7. MediaSignage Inc. reserves the right to cancel any Enterprise Member or referred end customer for non-payment, late payment, or chargeback activity. Upon cancellation for non-payment, all outstanding amounts shall become immediately due and payable.
8. Enterprise Member acknowledges and agrees that third-party providers whose services are integrated into the MediaSignage Service (including, without limitation, cloud hosting providers, payment processors, content platforms, and API providers) may change or modify their requirements, pricing, or availability, and the Enterprise Member and its end customers agree to abide by any such requirements.
9. All sales, marketing, and collateral materials that reference MediaSignage Inc., its Services, or its trademarks must be approved in writing by MediaSignage Inc. prior to being distributed or used by the Enterprise Member. This includes, but is not limited to, websites, written sales materials, presentations, demonstration environments, and point-of-sale materials.

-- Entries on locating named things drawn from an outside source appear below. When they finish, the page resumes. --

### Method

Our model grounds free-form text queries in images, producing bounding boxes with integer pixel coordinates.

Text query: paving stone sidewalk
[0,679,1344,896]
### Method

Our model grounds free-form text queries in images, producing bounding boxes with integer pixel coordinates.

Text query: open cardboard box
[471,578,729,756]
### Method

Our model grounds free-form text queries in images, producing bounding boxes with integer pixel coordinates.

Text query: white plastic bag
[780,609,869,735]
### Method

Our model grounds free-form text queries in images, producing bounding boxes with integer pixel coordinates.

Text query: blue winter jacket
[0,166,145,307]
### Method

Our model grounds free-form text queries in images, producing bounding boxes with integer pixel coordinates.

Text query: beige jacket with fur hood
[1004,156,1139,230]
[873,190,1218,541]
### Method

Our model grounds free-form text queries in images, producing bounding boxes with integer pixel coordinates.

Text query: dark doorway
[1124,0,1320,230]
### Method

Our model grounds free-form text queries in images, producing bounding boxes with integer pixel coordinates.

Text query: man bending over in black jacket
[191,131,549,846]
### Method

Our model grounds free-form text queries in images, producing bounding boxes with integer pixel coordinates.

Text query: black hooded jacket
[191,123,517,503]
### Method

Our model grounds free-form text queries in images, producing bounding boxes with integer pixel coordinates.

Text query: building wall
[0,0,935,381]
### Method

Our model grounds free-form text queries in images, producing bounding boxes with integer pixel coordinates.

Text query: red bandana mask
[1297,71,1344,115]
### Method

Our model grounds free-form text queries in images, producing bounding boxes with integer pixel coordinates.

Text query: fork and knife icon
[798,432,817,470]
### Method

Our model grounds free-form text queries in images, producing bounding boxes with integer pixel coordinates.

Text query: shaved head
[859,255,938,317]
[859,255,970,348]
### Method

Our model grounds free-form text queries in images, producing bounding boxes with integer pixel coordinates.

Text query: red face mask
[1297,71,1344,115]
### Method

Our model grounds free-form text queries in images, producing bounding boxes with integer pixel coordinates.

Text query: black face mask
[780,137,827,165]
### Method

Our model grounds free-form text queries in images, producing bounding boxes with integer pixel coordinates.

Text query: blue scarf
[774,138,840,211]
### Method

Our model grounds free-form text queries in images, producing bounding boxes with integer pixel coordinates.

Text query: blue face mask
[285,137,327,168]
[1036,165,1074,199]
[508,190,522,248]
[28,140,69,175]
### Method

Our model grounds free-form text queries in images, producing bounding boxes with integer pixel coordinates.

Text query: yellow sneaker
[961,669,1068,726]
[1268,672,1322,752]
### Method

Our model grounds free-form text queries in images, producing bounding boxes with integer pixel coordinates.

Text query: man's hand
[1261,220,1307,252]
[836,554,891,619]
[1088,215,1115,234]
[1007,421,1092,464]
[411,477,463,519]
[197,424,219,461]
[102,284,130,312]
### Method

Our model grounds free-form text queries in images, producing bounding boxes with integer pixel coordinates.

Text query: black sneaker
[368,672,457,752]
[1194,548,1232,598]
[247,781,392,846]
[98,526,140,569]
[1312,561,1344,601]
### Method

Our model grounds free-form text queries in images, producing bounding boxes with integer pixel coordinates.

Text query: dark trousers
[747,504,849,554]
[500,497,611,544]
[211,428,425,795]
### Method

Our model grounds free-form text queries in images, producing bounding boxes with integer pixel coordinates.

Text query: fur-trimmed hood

10. Enterprise Member shall not (and shall not permit any affiliate, employee, contractor, agent, or end customer to) circumvent the Fair Account Management provisions of the MediaSignage End User License Agreement, including by splitting a single deployment across multiple Free-tier accounts, downgrading a paid subscription and migrating stations into Free-tier accounts, or re-registering stations for the purpose of avoiding paid entitlements. Any such conduct is a material breach of this Agreement.